Но наша "железная леди" явно получила свою силу не от Бабы-яги. И не нога у нее, похоже, костяная, а полный комплект защитных доспехов. А разговоров про то, какова она — не нога, а леди, — эта дама вообще вести не будет. Пожмет плечами, развернется и двинется своей дорогой. Возможно, перед этим вмазав промеж глаз, чтобы кое-кто не умничал. Высказывания ее безапелляционны, часто содержат жесткую критику в адрес "идиотов", которые что-то сделали то ли недостаточно быстро, то ли не так. Легко и без извинений перебивает собеседника. Увидев решение, пренебрегает оттенками и тонкостями: результат должен быть достигнут немедленно, иначе можно не успеть. При внимательном рассмотрении в ее высказываниях и поведении легко увидеть черты того стиля, который принято называть "мужским", но это скорее карикатура, отражение стереотипа мужественности (агрессивность, конкурентность, невнимание к чувствам и отношениям, стремление контролировать). Так ли уж она умна? Похоже, ее интеллекту недостает гибкости, рефлексии, самоиронии — всего того, что превращает общение с умным человеком, будь то мужчина или женщина, в истинное удовольствие (даже тогда, когда мы с ним не согласны).
Здесь есть одна языковая тонкость, без которой "железную воительницу" трудно понять. В мифологизированном представлении о различиях в способе мышления и манере выражения мысли у мужчин и женщин мужской стиль мышления и речи рассматривается как нормальный, а женский — как отклонение от нормы.
Еще раз, поскольку это важно. Представление о том, что "хорошо" и "правильно" в сфере мысли и в способе ее выражения — это представление, скроенное "по мужской мерке". (Возможно, так было не везде и не всегда, но за европейскую культуру последних ...дцати веков можно поручиться. С другой стороны, Афина Паллада не допускает слишком уж сильных утверждений на сей счет...) К слову вспоминается высказывание Пушкина, уловившего некую очаровательную особенность этой самой "мужской мерки":
"Даже люди, выдающие себя за усерднейших почитателей прекрасного пола, не предполагают в женщинах ума, равного нашему, и, приноравливаясь к слабости их понятия, издают ученые книжки для дам, как будто для детей".

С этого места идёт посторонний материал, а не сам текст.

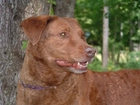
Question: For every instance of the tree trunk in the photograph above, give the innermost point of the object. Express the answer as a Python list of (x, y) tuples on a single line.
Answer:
[(105, 37), (12, 12), (64, 9), (11, 55)]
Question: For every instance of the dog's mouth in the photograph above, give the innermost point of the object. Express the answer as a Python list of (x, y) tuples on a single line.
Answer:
[(73, 65)]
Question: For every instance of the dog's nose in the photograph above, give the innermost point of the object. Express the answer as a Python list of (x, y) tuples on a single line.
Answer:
[(90, 51)]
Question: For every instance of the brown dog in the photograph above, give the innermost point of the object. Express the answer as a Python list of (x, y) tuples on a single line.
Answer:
[(55, 71)]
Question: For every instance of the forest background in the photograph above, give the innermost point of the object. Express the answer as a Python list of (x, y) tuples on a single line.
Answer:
[(124, 31), (111, 26)]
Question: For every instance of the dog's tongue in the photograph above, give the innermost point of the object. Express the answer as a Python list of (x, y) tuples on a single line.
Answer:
[(76, 65)]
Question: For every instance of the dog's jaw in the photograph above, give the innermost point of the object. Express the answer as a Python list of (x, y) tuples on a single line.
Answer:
[(75, 67)]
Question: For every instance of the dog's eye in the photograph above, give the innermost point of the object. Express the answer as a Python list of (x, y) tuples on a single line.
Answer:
[(63, 34)]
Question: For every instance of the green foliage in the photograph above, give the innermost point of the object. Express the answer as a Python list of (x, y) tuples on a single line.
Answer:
[(24, 44), (124, 29), (133, 60)]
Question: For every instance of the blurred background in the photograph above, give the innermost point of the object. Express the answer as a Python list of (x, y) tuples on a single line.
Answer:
[(111, 26), (121, 18)]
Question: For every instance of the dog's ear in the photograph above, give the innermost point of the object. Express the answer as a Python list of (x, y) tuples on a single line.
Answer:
[(34, 26)]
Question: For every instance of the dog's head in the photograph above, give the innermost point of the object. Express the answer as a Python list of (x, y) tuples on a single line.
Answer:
[(59, 42)]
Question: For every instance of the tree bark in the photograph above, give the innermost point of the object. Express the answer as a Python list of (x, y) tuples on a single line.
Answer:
[(12, 12), (105, 37), (64, 9), (11, 55)]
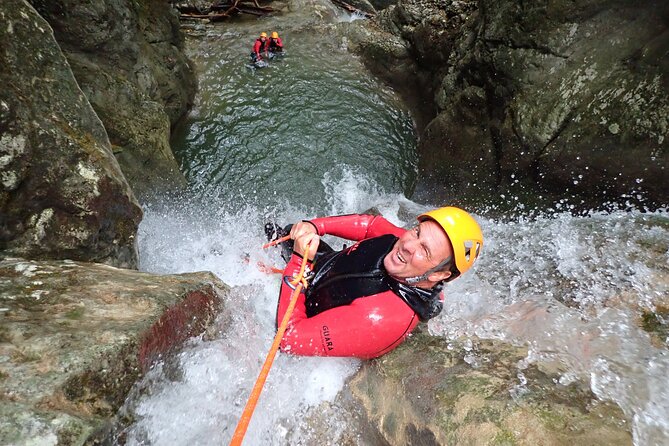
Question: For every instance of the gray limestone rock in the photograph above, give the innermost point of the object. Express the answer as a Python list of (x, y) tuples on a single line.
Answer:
[(62, 194), (127, 57), (74, 337), (550, 99)]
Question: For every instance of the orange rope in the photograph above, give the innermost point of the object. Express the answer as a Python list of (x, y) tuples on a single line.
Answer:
[(243, 423), (276, 242)]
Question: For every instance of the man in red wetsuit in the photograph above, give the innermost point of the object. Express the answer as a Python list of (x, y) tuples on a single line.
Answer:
[(275, 43), (259, 46), (364, 301)]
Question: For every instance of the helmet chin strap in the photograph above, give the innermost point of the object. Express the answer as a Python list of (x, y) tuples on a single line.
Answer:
[(423, 277)]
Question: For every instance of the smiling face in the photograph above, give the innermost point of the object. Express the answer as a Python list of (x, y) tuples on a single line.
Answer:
[(417, 251)]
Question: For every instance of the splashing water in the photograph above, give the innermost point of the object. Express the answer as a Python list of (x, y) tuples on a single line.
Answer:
[(571, 288)]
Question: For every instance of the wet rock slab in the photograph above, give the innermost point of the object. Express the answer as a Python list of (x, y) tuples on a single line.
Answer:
[(427, 393), (75, 336)]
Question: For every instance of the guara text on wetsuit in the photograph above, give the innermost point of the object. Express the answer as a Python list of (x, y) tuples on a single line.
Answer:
[(352, 307)]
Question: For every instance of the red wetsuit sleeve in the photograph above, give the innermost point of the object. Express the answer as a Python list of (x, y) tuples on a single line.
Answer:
[(355, 226), (367, 328)]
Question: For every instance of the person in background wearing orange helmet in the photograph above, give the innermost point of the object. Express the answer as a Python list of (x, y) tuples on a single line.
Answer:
[(275, 43), (259, 46), (364, 300)]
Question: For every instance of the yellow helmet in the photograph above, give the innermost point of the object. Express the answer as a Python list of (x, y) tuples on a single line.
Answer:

Трудно даже представить себе, как много в этой истории про "норму" связано не с содержанием, то есть не с мыслью как таковой, а с формой ее предъявления миру. Чтобы быть квалифицированной как умная, мысль должна быть и скроена, и сшита у хорошего мужского портного. Именно поэтому умной чаще называют женщину с мужским набором черт — и со всеми вытекающими отсюда последствиями. Например, многим женщинам тяжело участвовать в так называемых "умных" разговорах вовсе не потому, что они не понимают их предмета: на их взгляд, настоящей пружиной взаимодействия часто бывает вовсе не поиск истины, а неявная силовая борьба между собеседниками. В компании могут недолюбливать "умных" девушек — именно за то, что они усвоили мужскую соревновательную манеру разговора, тем самым производя впечатление задиристых и недоброжелательных. Женщинам же больше свойственно искать и находить общее во взглядах и высказываниях собеседника, больше слушать и подкреплять своим поведением желание другого человека высказаться: говорите, я с вами. А это сплошь и рядом квалифицируется как пассивность, зависимость и отсутствие своего мнения. Похоже, что наша резкая и решительная дама оказалась в плену у одного из кривых зеркал гендерных стереотипов, только выбрала в качестве образца не "глупую жертву", а "умного агрессора". Это ли независимость, самостоятельность мышления?
"...Хорошо известно как из непосредственных наблюдений в естественных условиях, так и из эмпирических исследований, что в ситуациях переживания страха или плохого обращения люди пытаются овладеть своим страхом и страданием, перенимая качества мучителей. "Я не беспомощная жертва; я сам наношу удары и я могущественен", — людей неосознанно влечет к подобной защите"*.
Этот механизм психологической защиты так и называется — "идентификация с агрессором". Надо сказать, что в женских группах "железная воительница" появляется очень редко — она не любит женщин и не представляет себе, "что эти курицы могут такого интересного сказать". Ей мучительно трудно обращаться за какой бы то ни было поддержкой или помощью — может быть, как раз потому, что "разоруженное" состояние прочно связано в памяти со страхом и страданием. Да, она вроде бы разрешила тот самый внутренний конфликт, "комплекса Золушки" как будто бы не видно — уж скорее просматриваются Мачехины черты. Но как жмут доспехи, которые и снять-то не отваживаешься! Как велика цена и как драматичен сделанный выбор — возможно, потому, что он сделан слишком рано и неосознанно.